When doing incremental lowering of some types I often need to rely on canonicalization to clean up the conversion. The problem is that those canonicalization get blocked at the region boundary.
Below is a concrete example when trying to fold a vector with a degenerated dimension. I rely on shape_cast canceling each others but the canonicalization would be blocked at the scf.for boundary.
%21 = vector.shape_cast %20 : vector<4xf32> to vector<1x4xf32>
%22 = scf.for %arg3 = %c0 to %c4096 step %c4 iter_args(%arg4 = %21) -> vector<1x4xf32> {
[...]
%100 = vector.shape_cast %arg4 : vector<1x4xf32> to vector<4xf32>
[...]
%109 = vector.shape_cast %108 : vector<4xf32> to vector<1x4xf32>
scf.yield %109 : vector<1x4xf32>, vector<1x4xf32>, vector<1x4xf32>, vector<1x4xf32>
}
%24 = vector.shape_cast %22 : vector<1x4xf32> to vector<4xf32>
I can add a simple canonicalization detecting this kind of case and change the scf.for. The questions are:
- Where should this kind of canonicalization live? I assume it should be a scf canonicalization?
- There are a large set of cases where instructions can cancel each other but it seems like they would all have to be handled explicitly and I don’t see a way to compose it with existing canonicalization. Any idea to make this more generic?
Have you seen the branch op interface? It is intended to describe and handles such situation so that you don’t hardcode it on scf.for
That makes sense. Looks pretty easy to use that to generalize to different types of regions. What I was also wondering is if there is a way to generalize the code handling instructions that cancel each other out. This can apply to a bunch of different instructions (shape_cast, bitcast, insert/extract, etc…) and the folding code already exists. But I doubt there is a better solution than just handling all those cases explicitly.
A trait was added just recently for folding such involution ⚙ D89333 [MLIR] Add back trait based folding and add FIXME message for adding side effect free check to Involution ; it isn’t obvious that it works with reshape though 
The folder won’t work across the region right now though, I don’t know if it could itself be extended to lookup the branch interface and do what you want here, it seems a bit complicated as it requires to rewire many pieces.
There is no general way to have existing canonicalization patterns transparently “look through” the “phi node” represented by the explicit region bbargs of scf.for.
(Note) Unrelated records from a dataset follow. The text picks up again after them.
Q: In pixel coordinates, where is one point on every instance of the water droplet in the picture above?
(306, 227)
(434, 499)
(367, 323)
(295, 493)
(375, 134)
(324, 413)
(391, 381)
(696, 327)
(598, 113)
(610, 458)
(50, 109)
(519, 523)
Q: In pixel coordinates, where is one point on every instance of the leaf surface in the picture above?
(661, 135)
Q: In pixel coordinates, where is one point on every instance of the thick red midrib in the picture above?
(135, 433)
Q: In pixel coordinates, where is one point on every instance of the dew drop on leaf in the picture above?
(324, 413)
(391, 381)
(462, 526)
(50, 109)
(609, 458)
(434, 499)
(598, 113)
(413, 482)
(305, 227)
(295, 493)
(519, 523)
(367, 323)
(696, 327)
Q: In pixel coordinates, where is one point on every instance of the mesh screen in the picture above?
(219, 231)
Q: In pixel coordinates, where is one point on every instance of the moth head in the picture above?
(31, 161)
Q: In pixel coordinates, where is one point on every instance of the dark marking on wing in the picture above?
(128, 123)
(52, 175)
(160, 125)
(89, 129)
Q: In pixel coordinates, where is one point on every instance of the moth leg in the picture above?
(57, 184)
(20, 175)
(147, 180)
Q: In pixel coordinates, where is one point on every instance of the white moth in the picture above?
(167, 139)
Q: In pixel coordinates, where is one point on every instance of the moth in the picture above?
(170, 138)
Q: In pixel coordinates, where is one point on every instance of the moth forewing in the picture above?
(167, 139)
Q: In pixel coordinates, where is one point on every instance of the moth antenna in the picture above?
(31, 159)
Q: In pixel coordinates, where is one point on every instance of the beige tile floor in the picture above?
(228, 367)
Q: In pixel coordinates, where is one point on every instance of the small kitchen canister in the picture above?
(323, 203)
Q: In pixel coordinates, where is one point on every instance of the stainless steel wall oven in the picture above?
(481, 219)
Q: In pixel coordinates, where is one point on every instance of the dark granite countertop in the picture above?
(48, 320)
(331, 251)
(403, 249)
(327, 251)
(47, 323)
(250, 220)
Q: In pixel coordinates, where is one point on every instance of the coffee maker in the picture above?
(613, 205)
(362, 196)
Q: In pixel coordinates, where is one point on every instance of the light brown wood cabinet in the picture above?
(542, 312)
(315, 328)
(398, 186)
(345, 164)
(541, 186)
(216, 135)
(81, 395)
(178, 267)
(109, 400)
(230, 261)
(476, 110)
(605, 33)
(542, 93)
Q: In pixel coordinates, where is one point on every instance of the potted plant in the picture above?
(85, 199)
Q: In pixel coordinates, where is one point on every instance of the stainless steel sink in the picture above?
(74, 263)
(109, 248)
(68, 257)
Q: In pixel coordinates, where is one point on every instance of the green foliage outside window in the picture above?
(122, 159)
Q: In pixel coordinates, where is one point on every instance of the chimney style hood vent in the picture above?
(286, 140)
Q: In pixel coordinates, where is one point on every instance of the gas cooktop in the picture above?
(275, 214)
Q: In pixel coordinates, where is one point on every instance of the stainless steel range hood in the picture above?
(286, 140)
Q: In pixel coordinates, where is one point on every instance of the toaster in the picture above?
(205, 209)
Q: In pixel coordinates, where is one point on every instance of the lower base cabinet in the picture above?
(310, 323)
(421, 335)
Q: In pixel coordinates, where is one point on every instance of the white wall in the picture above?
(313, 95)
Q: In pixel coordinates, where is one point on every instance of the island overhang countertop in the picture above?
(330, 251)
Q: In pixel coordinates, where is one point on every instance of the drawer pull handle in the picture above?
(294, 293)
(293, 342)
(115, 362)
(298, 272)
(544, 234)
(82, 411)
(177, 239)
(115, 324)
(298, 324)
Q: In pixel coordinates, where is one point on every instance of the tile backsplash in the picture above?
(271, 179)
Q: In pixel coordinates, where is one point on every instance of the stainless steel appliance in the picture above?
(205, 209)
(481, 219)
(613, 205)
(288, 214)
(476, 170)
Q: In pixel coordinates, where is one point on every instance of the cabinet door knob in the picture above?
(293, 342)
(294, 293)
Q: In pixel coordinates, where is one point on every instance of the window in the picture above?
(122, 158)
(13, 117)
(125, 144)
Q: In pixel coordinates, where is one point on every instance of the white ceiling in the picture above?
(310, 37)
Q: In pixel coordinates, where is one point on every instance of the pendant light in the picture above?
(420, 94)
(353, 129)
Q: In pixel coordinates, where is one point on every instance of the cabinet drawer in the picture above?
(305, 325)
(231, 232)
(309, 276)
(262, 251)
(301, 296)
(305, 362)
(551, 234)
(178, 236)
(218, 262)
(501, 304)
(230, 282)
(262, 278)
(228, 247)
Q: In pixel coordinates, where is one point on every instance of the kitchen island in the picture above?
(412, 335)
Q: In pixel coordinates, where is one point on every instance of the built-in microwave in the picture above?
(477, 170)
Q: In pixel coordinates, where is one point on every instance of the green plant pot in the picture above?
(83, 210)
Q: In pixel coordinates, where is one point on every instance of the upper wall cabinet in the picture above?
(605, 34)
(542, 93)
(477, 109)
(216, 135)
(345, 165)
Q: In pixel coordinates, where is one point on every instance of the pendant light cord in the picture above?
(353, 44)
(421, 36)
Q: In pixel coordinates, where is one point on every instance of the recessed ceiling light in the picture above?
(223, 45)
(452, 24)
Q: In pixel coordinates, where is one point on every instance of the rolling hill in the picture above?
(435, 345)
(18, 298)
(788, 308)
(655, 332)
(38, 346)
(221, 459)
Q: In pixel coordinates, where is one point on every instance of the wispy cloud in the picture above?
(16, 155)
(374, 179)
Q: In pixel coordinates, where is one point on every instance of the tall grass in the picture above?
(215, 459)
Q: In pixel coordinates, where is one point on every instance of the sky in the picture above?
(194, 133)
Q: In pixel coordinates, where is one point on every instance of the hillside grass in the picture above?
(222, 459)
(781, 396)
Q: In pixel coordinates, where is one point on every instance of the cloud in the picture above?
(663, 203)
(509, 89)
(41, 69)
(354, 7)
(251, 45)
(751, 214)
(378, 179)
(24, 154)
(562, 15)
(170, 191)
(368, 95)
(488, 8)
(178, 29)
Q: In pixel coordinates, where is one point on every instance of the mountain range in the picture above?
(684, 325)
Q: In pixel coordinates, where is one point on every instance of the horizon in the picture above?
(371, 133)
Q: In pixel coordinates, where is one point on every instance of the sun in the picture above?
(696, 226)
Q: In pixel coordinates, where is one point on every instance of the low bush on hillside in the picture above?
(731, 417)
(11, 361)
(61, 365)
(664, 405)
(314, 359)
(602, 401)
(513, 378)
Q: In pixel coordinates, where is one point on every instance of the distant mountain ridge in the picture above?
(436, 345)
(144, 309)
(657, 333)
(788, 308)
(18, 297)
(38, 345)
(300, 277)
@River707 FYI, this might be something we can solve systematically with the PDL matchers?
I tried to add something as a ForOp canonicalization. I need to add a new interface to avoid adding dependency to SCF dialect and to be able to handle different ops that can be folded in a generic way.
What I’m trying to do is to check if the Yield operand’s definition can be combined with the use of the corresponding argument.
If this is the case then those operations can be moved out of the loop and then be potentially canonicalized with operations outside of the loop.
Here is the draft: https://reviews.llvm.org/D90193
@mehdi_amini, @River707, @_sean_silva any comment on this direction? If this seems like a possible solution I can clean up this code and send it for review.
This will work, but now we will have a duplicated universe of folding patterns, which is undesirable from a maintenance perspective.
I agree, I was trying to get something to work with the current Folding infrastructure but because the folding patterns directly walk the SSA chain it doesn’t seem possible with the current interface.
Overall the cases that can apply in this case are a subset of the folding cases so it could be factored in a way that the folding call would call into this code but we still need to handle every operation explicitly for this transformation to kick in.
If you think a tablegen matcher infrastructure will allow to solve those problems I would be happy to discuss it to figure out how I can help make this progress.
There might be a way to do this but not sure if everything here is kosher.
- Declare a base class for patterns that are to be applied within a region
template <typename DerivedTy>
class RegionOpRewriter : public OpRewitePattern<DerivedTy> {
public:
RegionOpRewriter(MLIRContext *context, ArrayRef<Value> regionOperands,
PatternBenefit benefit = 1) :
OpRewritePattern(context, benefit), regionOperands(regionOperands) {}
protected:
ArrayRef<Value> regionOperands;
};
The regionOperands is the operands to the parent op (say an scf.for).
-
Then any rewrite needed for the region has access to the values passed in as operands. So when it sees a BlockArgument of the region it can use the value from the regionOperands to get the definition from outside the region. In general any transformation might violate the IsolatedFromAbove property of the parent operation, but that can be fixed up later.
-
Apply all the patterns defined to the region of the parent operation.
-
After pattern application, find all the SSA values used in the region but defined outside and change the operands to the parent op (as well as corresponding arguments) to make the operation IsolatedFromAbove. Also need to make sure any yield operation return values are fixed up as well.
I am not sure how much this would work for all operations with regions, but might work for scf.for . Again, just wondering if something like this would work or if it is too wonky/convoluted.